Orbital Publishing Group and Liberty Publishers Service had filed suit against Bridget Wells in U.S. District Court, seeking $1 million in damages from Wells and her organization, Periodical Watchguard, based from her home in Mint Hill, N.C.
The two businesses, along with 17 other companies based in White City, were the subject of a racketeering lawsuit filed last year by the Oregon Department of Justice in Marion County Civil Court. The companies admitted no wrongdoing but settled with the state in June 2015 for $3 million, plus $500,000 in restitution made available to Oregon victims.
The companies are prohibited from engaging in the magazine or newspaper or subscription business and prohibited from conspiring with others in the subscription business, according to the settlement.
In the federal complaint filed by Orbital and Liberty in March 2015, the companies claimed that Wells and Periodical Watchguard targeted the businesses by spreading "false and disparaging" information about business practices to members of the publishing industry, contacting attorneys general in numerous states, including Oregon, the businesses' banks and other government agencies, such as the U.S. Postal Service.
The companies claimed that their direct-mail solicitations clearly stated they are independent agents, and that their business practices were legitimate. They claimed they had to create new limited liability companies because of difficulty securing banking relationships caused by Wells' efforts, and that Wells defamed the businesses by naming them on Periodical Watchguard's website. Wells also testified against the company in Jackson County Circuit Court and before the Oregon Department of Justice, they said.
On Dec. 21, Magistrate Judge Mark D. Clarke ruled that Wells' communication with the Oregon Department of Justice about concerns over business practices was reasonable and protected. Clarke said testimony against the business is protected in the state of Oregon, and that Wells denied ever contacting Oregon banks or financial institutions about the businesses.
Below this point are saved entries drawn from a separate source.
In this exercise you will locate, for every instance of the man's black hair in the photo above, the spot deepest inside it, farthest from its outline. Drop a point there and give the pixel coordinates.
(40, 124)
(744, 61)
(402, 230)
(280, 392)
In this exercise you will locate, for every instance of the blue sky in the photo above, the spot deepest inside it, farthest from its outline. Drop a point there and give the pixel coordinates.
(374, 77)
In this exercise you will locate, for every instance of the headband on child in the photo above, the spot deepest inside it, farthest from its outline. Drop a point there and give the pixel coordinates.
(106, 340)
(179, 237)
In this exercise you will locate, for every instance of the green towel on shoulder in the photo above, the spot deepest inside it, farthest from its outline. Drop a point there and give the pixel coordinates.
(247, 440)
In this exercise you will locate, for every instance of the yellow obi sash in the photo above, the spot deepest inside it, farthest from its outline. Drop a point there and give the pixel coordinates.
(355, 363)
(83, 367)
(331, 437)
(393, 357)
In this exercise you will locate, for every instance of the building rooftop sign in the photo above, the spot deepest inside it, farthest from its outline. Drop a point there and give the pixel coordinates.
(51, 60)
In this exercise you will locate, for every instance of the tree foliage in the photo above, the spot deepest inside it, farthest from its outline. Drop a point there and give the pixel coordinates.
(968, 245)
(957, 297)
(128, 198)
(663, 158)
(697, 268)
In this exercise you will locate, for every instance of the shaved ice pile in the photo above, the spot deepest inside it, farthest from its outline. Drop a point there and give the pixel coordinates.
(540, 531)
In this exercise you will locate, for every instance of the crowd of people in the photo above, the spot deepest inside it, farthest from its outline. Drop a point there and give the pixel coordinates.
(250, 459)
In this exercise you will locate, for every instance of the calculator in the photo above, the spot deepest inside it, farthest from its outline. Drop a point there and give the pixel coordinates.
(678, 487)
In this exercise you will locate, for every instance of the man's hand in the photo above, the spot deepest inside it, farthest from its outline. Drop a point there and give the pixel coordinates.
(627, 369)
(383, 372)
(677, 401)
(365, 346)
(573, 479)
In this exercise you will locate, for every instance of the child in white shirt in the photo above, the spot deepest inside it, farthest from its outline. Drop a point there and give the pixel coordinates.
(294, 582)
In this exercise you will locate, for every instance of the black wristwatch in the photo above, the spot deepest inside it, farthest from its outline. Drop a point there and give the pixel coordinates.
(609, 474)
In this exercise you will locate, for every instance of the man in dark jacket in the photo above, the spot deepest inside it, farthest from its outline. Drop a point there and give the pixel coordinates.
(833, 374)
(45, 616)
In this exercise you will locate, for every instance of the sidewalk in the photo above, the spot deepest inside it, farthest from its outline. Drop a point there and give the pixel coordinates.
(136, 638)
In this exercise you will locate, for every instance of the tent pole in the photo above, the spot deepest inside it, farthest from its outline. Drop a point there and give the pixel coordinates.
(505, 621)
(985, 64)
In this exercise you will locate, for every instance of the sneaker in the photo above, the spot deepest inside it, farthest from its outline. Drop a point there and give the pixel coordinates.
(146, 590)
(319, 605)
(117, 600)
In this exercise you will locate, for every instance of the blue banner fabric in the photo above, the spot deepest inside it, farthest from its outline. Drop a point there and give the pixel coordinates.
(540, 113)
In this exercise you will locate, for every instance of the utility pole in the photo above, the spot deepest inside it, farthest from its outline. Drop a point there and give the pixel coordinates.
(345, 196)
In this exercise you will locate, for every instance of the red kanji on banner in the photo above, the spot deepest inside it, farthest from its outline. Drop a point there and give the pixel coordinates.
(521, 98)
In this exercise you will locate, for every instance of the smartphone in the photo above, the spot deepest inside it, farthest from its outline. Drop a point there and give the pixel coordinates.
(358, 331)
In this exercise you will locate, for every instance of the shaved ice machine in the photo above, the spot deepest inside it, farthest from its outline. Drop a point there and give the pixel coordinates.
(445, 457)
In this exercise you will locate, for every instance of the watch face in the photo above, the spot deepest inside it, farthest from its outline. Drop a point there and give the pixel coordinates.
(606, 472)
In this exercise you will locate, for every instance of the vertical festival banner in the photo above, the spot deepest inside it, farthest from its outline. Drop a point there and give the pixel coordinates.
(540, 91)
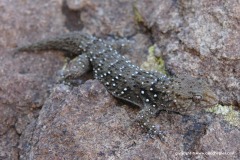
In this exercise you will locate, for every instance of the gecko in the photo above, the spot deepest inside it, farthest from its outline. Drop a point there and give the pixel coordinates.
(151, 91)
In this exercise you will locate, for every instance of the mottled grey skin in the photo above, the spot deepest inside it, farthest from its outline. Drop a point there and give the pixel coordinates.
(151, 91)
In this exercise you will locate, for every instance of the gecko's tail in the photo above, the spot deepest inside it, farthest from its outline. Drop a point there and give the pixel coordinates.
(73, 43)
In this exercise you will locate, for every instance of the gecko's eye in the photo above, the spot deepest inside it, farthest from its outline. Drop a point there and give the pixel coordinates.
(197, 98)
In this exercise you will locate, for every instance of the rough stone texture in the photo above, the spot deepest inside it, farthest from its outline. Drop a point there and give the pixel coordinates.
(201, 38)
(198, 37)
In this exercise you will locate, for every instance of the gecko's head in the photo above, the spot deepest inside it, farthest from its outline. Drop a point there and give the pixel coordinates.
(191, 94)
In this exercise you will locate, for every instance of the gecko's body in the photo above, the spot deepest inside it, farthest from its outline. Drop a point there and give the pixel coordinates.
(151, 91)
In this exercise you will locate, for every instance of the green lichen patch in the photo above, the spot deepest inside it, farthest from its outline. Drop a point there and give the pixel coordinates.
(230, 115)
(153, 62)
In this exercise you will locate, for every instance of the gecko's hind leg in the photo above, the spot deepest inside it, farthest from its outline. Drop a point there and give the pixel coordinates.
(74, 69)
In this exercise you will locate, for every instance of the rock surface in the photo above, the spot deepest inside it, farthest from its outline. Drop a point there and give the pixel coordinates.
(42, 120)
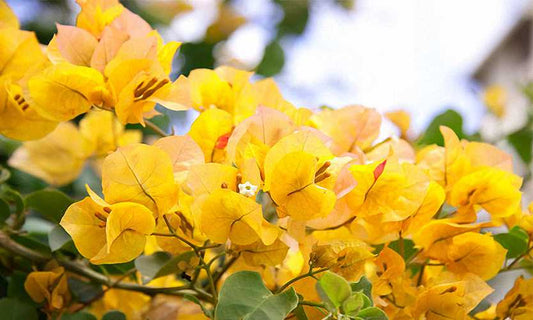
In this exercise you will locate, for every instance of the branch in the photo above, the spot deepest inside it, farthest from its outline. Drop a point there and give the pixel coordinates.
(310, 273)
(155, 128)
(37, 257)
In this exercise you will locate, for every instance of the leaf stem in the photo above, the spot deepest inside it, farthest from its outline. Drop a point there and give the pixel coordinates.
(155, 128)
(198, 251)
(75, 267)
(309, 273)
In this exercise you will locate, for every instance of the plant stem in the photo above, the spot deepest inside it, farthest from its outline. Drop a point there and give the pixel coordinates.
(198, 252)
(310, 273)
(155, 128)
(40, 258)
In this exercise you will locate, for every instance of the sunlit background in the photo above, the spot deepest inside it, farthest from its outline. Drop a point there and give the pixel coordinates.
(418, 55)
(423, 56)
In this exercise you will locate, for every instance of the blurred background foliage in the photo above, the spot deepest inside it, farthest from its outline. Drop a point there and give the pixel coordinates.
(290, 20)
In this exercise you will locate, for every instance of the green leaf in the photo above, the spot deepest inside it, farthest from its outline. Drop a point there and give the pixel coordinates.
(13, 309)
(50, 203)
(114, 315)
(333, 289)
(208, 312)
(364, 286)
(244, 296)
(57, 238)
(12, 196)
(4, 175)
(372, 313)
(83, 291)
(449, 118)
(522, 141)
(408, 249)
(273, 60)
(299, 312)
(160, 264)
(515, 241)
(5, 212)
(78, 316)
(15, 288)
(353, 304)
Orbital and Liberty had 14 days to file objections with the court. No documents were filed between the Dec. 21 report and the Jan. 11 judgment.
Wells, a former Hearst employee with experience in the publication circulation industry, founded Periodical Watchguard in 2006, an organization that maintains an advisory board and develops sales programs approved by the Audit Bureau of Circulations. The organization's website has a section about publication industry "scams" and consumer rights. The website still names Orbital Publishing Group and warns visitors and representatives from magazines to be wary of subscription renewal requests from White City.
Orbital and Liberty were among businesses based in White City that renewed newspaper and magazine subscriptions across the country at a markup of 40 to 100 percent over standard prices using misleading mail solicitations, the Oregon Attorney General's Office alleged. Prosecutors claimed the businesses received more than $20 million between 2010 and 2015. Attorney General Ellen Rosenblum called the practice a "sophisticated operation" that "made its millions by scamming" individuals who thought they were dealing directly with the magazine or newspaper publisher. Other state attorneys general in New York, Minnesota, Missouri and Texas filed similar lawsuits.
The Attorney General's Office alleged in March that Medford businessman Jeffrey Hoyal used his consulting companies Hoyal and Associates, Henry Cricket and Maximillian to control the White City subscription sales businesses. Hoyal denied having control of any of the subscription businesses and told the Mail Tribune Wednesday he merely worked as a consultant for Orbital and Liberty.